Friday, June 16, 2017

Reflections as I Move Closer to the Front of the Line

On one's birthday, I think it's appropriate to  consider not only where one has been but where one is going. To that end, as I turn 72 today, I share here a piece I recently wrote on that topic.

I went to a funeral today for a woman who was 105. She was born in 1911, the same year as my father. She was a beautiful soul whose warm smile lives on in memory.  It seems I’ve been to so many funerals lately. The connection between that fact and my upcoming birthday is not lost on me. 

Also I just finished Mark Doty’s book Dog Years, where I grieved vicariously the passing of his two beloved dogs: Beau and Arden. Throughout the book he refers to Emily Dickinson who also wrote a lot about death. Although all these passings make me sad, they do not depress me.

Old Ben Franklin was certainly right about the unavoidability of death, maybe taxes too, but then he hadn’t met our current president. My own feelings about death have changed a lot over the years, and I expect they will continue to do so as I, in the words of my dear old friend Mrs. Sullivan, move closer to the front of the line.

The first death of anyone close to me was that of my grandmother when I was four. I didn’t really understand the concept. I do remember my parents took me to the funeral parlor to see her. The last time I had seen her she was sick and had all sorts of tubes and machines around her. My parents wanted me to see that she was at peace. I saw that, but what it all meant remained a mystery. Sixty-eight years later it’s still a mystery, just a deeper one.

When my grandfather died when I was eight, I was aware of what it meant, and I was very sad to lose this man who had been such a gentle, caring presence in my life. I think at the time I was comforted by the idea that he and my grandmother were in heaven, whatever that concept meant to me at the time.

I don’t think I ever had a concrete image of heaven, not like Catholic friends I met in college who explained that they had been taught that heaven was like a football field where good Catholics got to sit on the 50-yard line. Protestants, it was assumed, were high up in the bleachers. Hell was a concept I never thought about or believed.

The older I get, the more and more it all resolves into mystery. What I do know is that at two times when I have been very close to someone on the verge of dying, I was filled with a sense of awe at the wonder of it all—life, death, time, all of it. I remember being with my friend Jack just hours before he died, then just after he had passed, and I wondered aloud, where is he? The body was still there, but his essence was gone. Where had his humor, his sarcasm, his love for Betty Grable, his anger, his passion for social justice, where had it all gone?

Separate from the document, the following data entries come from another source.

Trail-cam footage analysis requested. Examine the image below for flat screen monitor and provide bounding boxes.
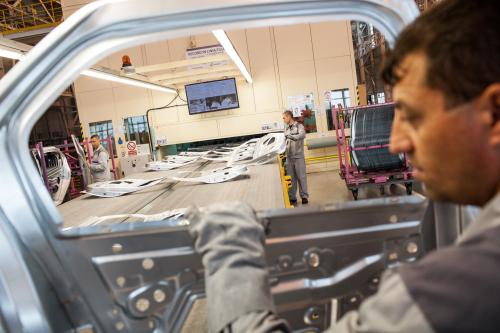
[185,78,240,114]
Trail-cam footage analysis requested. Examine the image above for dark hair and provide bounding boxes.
[382,0,500,106]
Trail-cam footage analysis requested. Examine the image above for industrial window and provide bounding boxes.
[89,120,116,156]
[123,116,149,145]
[325,88,351,131]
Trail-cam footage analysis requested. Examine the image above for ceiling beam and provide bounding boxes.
[135,54,230,74]
[0,2,50,24]
[149,64,237,82]
[38,0,56,23]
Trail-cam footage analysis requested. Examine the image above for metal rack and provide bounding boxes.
[332,103,413,200]
[35,138,119,200]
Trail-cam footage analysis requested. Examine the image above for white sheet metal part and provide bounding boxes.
[227,133,286,166]
[146,155,199,171]
[32,147,71,206]
[82,177,165,198]
[80,208,189,227]
[172,165,248,184]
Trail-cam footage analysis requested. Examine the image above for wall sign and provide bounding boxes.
[127,141,137,156]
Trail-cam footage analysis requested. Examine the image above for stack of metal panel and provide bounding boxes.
[350,104,404,172]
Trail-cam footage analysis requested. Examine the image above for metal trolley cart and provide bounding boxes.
[332,103,413,200]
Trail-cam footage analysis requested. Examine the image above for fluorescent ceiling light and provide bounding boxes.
[0,41,177,94]
[212,30,253,83]
[82,68,177,94]
[0,48,24,60]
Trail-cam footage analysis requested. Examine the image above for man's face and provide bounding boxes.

The Celts talk about thin places where the shade between this world and the next is so sheer we might almost see through, but not quite. That’s how I felt later that year when visiting a church member who also was near death. It was Christmas time, and we had come to carol to her, and as weak as she was, she mouthed the words to “Silent Night” along with us. Such a thin, fragile moment. I can’t say I saw God then, but I felt something beyond this earthly reality.


We went to visit the sick ones
to bring them a bit of Christmas.
Jenny was our final stop

we sang familiar songs of Christmas
of birth and life and expectation.

She lay on her bed, barely moving,
oxygen being pumped into her nostrils
her eyes tiny slits.

It seemed the ultimate irony
to celebrate the messiah's arrival
as she was preparing to die.

yet we sang of the shepherds'
call to not be afraid
on that oh so silent night

and softly from the bed
came a frail voice mouthing
sleep in heavenly peace.
sleep in heavenly peace.



As far as my own death is concerned, I am not anticipating it, but I hope when the time comes, my body will be recycled into the garden, and as for the rest of me, I’m content to let that remain part of the mystery.